Ez
33,1.7-9; Sal 94 (95); Rm 13,8-10; Mt 18,15-20
Nella nostra riflessione,
partiamo dalla seconda lettura, in cui abbiamo ascoltato un pressante appello
di san Paolo all’amore vicendevole, “perché chi ama l’altro ha adempiuto la
Legge”. Con queste parole, l’Apostolo riconduce tutti gli obblighi e tutti i
rapporti con i propri simili all’amore (cf. anche 1Cor 13,1-8; Gal 5,14). Il
messaggio è chiaro: alla base di ogni rapporto personale, famigliare,
ecclesiale o sociale ci deve essere una logica di amore. La morale cristiana
non è fondata su una serie di precetti, più o meno negativi, ma sulla
responsabilità di ognuno per l’altro.
Questo amore per il prossimo
si manifesta anche con la correzione fraterna. Un amore permissivo, incapace di
denunciare il male che affligge i nostri fratelli, è un falso amore. Ce lo
ricordano le altre due letture bibliche. Il profeta Ezechiele, viene affermato
nella prima lettura, è stato costituito dal Signore “sentinella per la casa
d’Israele”: egli ha il compito di denunciare la mancanza di fede del popolo, di
smascherare gli ingiusti, di richiamare il peccatore perché si converta. Se non
lo facesse sarebbe corresponsabile della sua perversione. Sappiamo bene che la
presenza del male non riguarda soltanto la società di altri tempi; è un
problema con cui dobbiamo fare i conti tutti i giorni. Esso ci coinvolge sempre
personalmente.
Il brano evangelico riprende
le stesse idee della prima lettura ed espone in modo dettagliato le tappe del
processo di ricupero dell’errante, l’atteggiamento di avere nei confronti del
fratello che ha sbagliato.
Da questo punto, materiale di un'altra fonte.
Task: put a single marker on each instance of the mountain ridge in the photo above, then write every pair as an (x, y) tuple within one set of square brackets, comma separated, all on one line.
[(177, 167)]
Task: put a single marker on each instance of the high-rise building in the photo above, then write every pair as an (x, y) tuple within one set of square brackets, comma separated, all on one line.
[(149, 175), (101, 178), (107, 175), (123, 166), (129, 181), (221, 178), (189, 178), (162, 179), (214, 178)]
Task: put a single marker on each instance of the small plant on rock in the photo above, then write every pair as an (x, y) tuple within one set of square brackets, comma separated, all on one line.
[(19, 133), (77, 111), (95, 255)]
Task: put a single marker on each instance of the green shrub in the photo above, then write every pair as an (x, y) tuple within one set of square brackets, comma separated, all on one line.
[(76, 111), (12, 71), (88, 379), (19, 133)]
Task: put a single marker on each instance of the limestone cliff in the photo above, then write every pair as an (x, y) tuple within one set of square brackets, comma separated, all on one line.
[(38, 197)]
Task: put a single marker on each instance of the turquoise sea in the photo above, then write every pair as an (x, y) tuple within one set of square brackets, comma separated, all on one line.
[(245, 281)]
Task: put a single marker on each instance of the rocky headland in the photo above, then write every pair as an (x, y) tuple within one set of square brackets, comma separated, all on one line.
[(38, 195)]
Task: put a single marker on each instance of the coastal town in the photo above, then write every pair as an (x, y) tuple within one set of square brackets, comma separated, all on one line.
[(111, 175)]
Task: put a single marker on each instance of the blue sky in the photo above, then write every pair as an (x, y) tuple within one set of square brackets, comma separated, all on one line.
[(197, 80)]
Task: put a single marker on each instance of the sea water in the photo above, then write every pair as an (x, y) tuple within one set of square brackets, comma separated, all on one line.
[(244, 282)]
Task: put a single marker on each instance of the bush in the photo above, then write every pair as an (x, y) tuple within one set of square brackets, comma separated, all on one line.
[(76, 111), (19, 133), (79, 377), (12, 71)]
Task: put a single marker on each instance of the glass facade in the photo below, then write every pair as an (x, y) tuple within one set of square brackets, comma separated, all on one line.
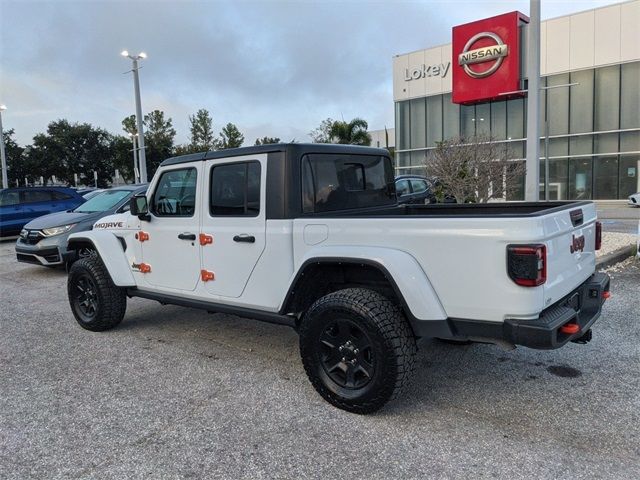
[(590, 131)]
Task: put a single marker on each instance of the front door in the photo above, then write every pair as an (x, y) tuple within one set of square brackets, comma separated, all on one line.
[(234, 220), (171, 250)]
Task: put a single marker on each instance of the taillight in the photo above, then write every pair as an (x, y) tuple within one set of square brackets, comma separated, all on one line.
[(527, 264)]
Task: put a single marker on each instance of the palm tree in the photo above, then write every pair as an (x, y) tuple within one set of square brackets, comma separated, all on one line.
[(352, 133)]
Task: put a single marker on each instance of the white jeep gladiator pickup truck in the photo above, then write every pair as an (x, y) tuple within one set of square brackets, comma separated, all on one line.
[(312, 236)]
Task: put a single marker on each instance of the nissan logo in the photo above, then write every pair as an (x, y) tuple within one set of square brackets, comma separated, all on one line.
[(495, 52)]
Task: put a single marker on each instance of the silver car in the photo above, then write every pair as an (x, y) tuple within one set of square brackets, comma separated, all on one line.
[(43, 241)]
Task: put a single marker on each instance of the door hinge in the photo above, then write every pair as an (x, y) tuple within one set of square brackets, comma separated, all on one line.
[(206, 239), (206, 275)]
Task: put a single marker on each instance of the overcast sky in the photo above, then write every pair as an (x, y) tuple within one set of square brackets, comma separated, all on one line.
[(273, 68)]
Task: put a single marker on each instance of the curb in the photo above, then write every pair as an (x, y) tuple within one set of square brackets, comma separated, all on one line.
[(614, 257)]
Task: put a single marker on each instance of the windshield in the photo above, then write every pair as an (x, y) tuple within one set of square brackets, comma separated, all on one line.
[(103, 201)]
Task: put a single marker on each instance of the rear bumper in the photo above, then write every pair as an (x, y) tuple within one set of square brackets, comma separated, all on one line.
[(582, 307)]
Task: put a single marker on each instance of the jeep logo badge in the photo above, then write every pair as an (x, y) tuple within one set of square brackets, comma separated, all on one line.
[(495, 52), (577, 244)]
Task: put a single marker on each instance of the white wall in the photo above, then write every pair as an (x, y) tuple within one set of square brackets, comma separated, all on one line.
[(378, 138), (588, 39)]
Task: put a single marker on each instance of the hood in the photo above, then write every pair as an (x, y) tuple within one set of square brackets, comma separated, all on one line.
[(117, 221), (63, 218)]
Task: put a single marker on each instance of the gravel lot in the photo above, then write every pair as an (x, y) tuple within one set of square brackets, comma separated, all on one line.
[(176, 393), (612, 241)]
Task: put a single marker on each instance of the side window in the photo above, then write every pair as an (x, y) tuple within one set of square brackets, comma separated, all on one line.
[(32, 196), (9, 198), (418, 186), (402, 188), (175, 194), (60, 196), (235, 190)]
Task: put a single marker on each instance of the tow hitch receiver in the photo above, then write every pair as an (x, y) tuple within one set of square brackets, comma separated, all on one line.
[(570, 328), (584, 339)]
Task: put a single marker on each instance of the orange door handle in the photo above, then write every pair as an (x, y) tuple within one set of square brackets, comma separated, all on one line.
[(206, 275), (206, 239)]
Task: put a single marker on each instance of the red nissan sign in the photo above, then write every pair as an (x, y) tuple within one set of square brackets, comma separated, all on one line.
[(486, 58)]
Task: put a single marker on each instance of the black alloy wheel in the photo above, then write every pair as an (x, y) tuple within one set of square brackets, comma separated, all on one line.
[(357, 348), (96, 302), (346, 354), (86, 297)]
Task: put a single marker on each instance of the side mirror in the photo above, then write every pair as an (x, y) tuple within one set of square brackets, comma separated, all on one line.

Non si tratta di norme disciplinari in senso
proprio, ma di una pressante esortazione a fare tutto il possibile per
riportare il colpevole sul giusto cammino. Assumendo una posizione passiva
davanti agli errori del nostro prossimo noi non perseguiamo la via dell’amore,
della solidarietà e della corresponsabilità. La correzione fraterna
raccomandata da Gesù comporta un atteggiamento di comprensione e di coraggio al
fine di consentire al fratello che è in errore di ravvedersi. Una tale
correzione non ha il carattere di azione punitiva ma è volta alla conversione
del fratello. Possiamo ben dire che la correzione fraterna è anzitutto un
grande esercizio di amicizia e perciò suppone che si ami l’altro come un “altro
me stesso” nella consapevolezza di essere assieme fragili ma anche forti, se e
in quanto uniti nella carità. Il brano evangelico d’oggi riporta alla fine le
parole di Gesù sull’efficacia della preghiera comune: la comunità riunita nella
carità gode della presenza di Cristo e, in lui, ottiene dal Padre che
progredisca la riconciliazione universale. Il Signore è presente là dove c’è
un’autentica concordia nella preghiera.
La partecipazione
all’eucaristia ha come frutto il rafforzamento della “fedeltà e della
concordia” dei figli di Dio (cf. preghiera sulle offerte).